Wolfe brought up that this was one of the scenarios that is making him lean towards paying for the insurance on his own, from the city’s water fund. “I would hope that if I go ahead and pay this out of my own funds we can get this job done,” Wolfe said.
Haddix mentioned possibly writing a letter to the contractor about the contract prince change. “Tell him this has to be done in thirty days,” Haddix said. Johnson stated that even if they approve the price change, they’re still a long way out from proceeding due to waiting on the railroad.
“We’re pretty far away from getting started even if you approve it tonight,” Johnson said.

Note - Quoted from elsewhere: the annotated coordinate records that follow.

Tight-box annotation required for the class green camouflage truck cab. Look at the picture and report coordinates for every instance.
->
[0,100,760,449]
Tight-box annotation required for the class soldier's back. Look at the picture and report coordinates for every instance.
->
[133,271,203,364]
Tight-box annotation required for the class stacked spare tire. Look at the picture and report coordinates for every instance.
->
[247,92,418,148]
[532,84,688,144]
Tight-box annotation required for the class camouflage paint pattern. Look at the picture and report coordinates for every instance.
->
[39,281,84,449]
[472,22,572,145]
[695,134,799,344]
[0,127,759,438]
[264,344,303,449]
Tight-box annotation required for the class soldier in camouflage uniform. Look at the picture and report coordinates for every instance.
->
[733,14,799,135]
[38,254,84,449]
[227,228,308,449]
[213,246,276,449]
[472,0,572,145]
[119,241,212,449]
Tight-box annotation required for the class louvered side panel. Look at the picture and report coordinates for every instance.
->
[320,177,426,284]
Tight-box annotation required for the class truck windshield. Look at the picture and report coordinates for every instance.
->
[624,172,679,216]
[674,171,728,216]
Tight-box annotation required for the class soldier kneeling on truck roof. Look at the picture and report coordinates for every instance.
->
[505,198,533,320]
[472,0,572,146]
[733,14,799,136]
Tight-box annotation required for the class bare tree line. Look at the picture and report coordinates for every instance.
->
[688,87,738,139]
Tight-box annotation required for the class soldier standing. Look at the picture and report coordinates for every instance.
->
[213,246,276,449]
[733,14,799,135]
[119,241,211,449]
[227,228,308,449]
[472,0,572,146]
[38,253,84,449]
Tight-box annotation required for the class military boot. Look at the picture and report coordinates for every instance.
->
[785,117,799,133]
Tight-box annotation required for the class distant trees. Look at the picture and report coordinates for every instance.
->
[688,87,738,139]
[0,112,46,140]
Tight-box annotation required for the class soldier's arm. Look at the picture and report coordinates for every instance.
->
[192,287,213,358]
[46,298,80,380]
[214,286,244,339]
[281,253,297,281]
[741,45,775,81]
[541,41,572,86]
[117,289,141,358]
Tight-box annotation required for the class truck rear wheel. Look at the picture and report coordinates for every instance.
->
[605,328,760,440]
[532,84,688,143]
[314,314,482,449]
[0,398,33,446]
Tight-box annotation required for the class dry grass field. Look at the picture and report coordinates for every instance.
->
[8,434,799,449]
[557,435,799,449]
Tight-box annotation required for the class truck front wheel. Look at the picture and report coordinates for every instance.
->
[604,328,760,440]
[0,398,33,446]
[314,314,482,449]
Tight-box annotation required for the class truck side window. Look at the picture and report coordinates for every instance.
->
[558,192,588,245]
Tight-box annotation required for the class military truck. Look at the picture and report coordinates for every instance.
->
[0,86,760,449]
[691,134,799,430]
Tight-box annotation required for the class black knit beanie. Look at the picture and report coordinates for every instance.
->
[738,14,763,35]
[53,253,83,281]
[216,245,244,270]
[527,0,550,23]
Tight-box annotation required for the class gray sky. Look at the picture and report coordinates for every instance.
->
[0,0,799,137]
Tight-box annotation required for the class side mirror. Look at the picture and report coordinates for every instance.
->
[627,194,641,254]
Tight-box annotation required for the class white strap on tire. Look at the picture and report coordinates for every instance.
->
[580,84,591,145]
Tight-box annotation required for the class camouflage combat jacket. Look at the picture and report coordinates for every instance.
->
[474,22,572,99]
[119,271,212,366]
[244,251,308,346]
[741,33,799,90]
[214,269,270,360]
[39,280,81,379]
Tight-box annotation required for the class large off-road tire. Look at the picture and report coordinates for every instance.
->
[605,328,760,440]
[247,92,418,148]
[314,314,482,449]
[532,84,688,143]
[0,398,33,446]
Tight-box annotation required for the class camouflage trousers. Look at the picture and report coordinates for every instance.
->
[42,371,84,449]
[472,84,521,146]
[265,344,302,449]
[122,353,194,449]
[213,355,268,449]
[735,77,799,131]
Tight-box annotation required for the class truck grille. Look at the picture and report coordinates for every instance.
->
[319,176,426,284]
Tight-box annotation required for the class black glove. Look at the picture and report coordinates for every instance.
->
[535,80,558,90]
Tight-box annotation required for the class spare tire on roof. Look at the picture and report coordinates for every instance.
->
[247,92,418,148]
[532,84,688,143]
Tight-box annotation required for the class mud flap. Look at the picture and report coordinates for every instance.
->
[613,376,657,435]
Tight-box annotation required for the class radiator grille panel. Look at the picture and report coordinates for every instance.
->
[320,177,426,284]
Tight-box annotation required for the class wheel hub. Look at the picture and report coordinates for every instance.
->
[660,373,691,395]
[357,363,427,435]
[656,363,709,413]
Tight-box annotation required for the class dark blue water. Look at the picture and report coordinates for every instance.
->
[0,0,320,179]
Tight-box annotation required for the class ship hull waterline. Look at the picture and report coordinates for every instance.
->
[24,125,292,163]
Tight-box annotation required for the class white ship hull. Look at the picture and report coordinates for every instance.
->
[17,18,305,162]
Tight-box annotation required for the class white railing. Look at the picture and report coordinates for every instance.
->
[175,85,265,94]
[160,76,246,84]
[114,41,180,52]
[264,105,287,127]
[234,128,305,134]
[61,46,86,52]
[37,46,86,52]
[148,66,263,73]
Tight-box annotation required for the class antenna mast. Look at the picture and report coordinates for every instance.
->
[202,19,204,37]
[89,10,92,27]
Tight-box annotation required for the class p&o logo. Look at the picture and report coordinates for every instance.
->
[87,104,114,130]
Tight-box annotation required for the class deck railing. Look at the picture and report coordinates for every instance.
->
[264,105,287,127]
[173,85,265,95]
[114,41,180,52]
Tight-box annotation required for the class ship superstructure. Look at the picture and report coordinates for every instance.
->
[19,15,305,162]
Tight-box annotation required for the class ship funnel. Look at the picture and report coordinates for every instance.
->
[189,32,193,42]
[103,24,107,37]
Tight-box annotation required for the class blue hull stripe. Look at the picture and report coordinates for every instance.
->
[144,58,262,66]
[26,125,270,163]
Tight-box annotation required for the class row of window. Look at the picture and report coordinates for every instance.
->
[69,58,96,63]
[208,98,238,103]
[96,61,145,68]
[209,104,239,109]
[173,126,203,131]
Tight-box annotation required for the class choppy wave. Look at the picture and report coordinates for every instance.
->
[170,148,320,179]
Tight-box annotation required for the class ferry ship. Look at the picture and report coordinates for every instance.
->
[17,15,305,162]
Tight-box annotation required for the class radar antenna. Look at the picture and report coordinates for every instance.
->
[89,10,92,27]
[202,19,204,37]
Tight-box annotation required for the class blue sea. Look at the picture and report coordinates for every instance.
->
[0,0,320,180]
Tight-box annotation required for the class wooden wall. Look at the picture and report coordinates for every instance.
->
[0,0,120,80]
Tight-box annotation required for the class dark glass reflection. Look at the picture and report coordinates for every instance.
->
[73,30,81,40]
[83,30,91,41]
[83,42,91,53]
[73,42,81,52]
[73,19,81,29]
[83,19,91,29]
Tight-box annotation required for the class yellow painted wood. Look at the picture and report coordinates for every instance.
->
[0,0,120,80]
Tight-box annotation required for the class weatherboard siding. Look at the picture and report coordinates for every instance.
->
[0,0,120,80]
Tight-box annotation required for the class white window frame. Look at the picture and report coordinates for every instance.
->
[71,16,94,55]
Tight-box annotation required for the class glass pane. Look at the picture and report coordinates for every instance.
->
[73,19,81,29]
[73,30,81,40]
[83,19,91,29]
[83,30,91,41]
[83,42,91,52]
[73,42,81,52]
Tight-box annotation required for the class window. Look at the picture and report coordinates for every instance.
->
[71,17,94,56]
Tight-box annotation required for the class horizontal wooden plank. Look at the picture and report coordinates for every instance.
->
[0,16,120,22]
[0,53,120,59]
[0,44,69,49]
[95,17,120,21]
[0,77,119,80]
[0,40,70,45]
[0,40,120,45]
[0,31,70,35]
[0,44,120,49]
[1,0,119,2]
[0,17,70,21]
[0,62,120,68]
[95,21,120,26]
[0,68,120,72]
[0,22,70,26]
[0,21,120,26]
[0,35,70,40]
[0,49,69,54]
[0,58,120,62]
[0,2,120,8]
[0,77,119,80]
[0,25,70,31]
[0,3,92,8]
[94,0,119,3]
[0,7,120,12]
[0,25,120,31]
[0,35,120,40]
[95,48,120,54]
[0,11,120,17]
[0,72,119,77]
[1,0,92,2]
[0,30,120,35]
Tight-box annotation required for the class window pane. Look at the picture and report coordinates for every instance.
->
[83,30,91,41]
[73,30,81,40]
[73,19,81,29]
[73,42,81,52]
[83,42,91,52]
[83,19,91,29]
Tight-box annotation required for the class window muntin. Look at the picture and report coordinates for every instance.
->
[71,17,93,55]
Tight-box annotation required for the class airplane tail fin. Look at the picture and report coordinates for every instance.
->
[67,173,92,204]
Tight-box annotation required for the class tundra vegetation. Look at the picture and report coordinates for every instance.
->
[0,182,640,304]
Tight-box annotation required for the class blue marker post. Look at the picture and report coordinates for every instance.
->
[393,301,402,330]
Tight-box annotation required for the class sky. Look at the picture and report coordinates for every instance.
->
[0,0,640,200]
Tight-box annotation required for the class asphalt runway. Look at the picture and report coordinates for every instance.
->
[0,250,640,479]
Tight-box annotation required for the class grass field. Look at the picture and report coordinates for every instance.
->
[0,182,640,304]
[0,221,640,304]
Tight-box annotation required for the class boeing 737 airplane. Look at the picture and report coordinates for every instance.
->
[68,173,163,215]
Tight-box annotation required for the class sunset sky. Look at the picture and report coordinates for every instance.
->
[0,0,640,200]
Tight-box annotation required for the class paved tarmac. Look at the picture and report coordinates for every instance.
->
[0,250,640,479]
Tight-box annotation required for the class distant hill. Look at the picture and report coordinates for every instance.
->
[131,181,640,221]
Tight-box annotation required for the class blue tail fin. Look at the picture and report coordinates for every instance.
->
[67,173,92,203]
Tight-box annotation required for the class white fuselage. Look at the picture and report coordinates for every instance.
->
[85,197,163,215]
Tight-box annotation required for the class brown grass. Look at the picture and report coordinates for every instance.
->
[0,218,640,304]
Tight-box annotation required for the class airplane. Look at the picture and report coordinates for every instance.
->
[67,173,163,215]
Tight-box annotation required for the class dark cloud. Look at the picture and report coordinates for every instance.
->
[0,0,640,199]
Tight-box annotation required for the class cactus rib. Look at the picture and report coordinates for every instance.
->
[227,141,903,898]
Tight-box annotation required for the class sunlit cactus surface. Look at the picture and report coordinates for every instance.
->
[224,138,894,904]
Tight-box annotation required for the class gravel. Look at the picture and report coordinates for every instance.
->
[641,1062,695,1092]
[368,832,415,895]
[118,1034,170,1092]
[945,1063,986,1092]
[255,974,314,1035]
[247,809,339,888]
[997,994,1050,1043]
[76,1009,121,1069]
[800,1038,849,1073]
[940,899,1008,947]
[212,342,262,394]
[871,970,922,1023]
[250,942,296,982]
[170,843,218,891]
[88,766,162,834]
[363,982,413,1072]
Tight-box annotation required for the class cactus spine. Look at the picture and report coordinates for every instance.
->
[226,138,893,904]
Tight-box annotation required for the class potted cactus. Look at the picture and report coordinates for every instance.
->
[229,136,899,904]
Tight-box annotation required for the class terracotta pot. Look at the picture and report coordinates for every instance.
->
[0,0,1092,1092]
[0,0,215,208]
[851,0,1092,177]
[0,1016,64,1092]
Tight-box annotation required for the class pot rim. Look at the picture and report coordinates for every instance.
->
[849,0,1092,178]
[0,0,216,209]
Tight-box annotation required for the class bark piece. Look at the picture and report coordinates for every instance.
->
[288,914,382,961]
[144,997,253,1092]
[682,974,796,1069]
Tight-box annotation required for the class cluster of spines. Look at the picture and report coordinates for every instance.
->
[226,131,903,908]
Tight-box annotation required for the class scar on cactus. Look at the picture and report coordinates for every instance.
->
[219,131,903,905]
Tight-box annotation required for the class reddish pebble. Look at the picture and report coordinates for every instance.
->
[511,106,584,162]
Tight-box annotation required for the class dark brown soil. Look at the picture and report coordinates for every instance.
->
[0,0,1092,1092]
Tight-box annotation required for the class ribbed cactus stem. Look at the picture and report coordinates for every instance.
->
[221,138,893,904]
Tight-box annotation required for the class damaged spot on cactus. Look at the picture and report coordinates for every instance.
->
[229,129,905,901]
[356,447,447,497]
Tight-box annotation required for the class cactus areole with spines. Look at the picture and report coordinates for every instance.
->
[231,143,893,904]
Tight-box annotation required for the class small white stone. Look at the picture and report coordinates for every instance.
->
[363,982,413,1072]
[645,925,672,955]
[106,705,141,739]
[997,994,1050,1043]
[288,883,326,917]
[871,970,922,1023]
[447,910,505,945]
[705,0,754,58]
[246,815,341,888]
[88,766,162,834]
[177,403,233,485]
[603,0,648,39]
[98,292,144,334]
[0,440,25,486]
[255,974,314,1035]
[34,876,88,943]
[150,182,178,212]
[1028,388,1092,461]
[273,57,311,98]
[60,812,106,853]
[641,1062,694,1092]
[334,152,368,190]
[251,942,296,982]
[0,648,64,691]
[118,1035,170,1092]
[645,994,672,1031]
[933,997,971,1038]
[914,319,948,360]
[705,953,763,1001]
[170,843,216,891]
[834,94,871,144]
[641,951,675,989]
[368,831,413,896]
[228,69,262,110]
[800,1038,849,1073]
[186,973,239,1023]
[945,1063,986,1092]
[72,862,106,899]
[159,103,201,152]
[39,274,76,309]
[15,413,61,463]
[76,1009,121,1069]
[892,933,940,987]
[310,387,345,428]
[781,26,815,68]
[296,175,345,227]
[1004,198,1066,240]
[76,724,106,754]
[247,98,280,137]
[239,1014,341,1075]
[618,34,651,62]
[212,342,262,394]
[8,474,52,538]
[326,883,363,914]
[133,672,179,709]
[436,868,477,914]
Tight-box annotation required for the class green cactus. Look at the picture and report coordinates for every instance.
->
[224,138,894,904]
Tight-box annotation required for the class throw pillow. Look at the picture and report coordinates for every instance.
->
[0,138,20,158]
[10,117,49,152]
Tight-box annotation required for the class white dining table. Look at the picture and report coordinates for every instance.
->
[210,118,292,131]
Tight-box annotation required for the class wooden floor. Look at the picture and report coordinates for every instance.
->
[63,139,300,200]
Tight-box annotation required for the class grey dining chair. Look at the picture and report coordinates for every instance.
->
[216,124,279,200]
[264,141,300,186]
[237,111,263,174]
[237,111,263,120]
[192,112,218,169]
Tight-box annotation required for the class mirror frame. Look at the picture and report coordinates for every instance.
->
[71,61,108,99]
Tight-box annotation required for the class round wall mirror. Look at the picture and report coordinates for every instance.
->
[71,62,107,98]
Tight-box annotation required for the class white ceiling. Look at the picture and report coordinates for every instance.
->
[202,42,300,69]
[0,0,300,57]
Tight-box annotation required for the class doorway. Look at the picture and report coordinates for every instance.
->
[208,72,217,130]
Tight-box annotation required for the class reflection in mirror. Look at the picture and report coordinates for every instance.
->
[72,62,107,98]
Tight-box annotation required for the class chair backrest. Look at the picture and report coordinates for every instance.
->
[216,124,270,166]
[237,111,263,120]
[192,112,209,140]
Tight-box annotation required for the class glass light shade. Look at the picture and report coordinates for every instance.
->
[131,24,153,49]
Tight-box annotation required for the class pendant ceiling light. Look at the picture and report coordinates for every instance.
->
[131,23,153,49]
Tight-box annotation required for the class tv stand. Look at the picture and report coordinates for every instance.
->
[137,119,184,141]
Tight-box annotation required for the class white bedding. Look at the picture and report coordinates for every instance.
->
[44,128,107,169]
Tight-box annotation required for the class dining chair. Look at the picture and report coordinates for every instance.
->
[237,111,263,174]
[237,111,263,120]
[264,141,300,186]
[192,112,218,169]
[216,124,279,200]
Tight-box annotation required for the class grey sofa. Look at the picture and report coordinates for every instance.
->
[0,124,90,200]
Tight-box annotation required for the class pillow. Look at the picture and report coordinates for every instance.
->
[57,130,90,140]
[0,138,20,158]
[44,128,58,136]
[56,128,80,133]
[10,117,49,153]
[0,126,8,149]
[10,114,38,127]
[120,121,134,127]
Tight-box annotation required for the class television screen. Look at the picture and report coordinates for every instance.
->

The contractor can not proceed with putting a line under the railroad until they have the licensing agreement in hand and he has his flagger’s order. “There’s some steps. I just want to make sure everyone’s expectation isn’t that tomorrow the railroad is going to proceed,” Johnson said.
The project is now in the railroad’s hands. With freezing weather coming, this isn’t something that can wait much longer. “Every citizen in this community has drove and seen that pipe sticking up out of the ground and they wonder why they don’t have good water,” Commissioner Haddix said. “It’s been sticking up that way for three months. It’s time that someone gets on the ball and gets something done.”
Johnson made the statement that the project should’ve waited until they had the license agreement in hand from the railroad. “I agree,” Mayor Owen said. “We’ve been waiting for months.”
Wolfe brought up that he still believes that he should send in money from the water department funds to acquire the necessary documents.
“It’s five percent, which you’ve already invested. If you don’t get under that railroad, that eight hundred and forty thousand is going to be worthless,” Johnson said.
The council approved paying the $40,000.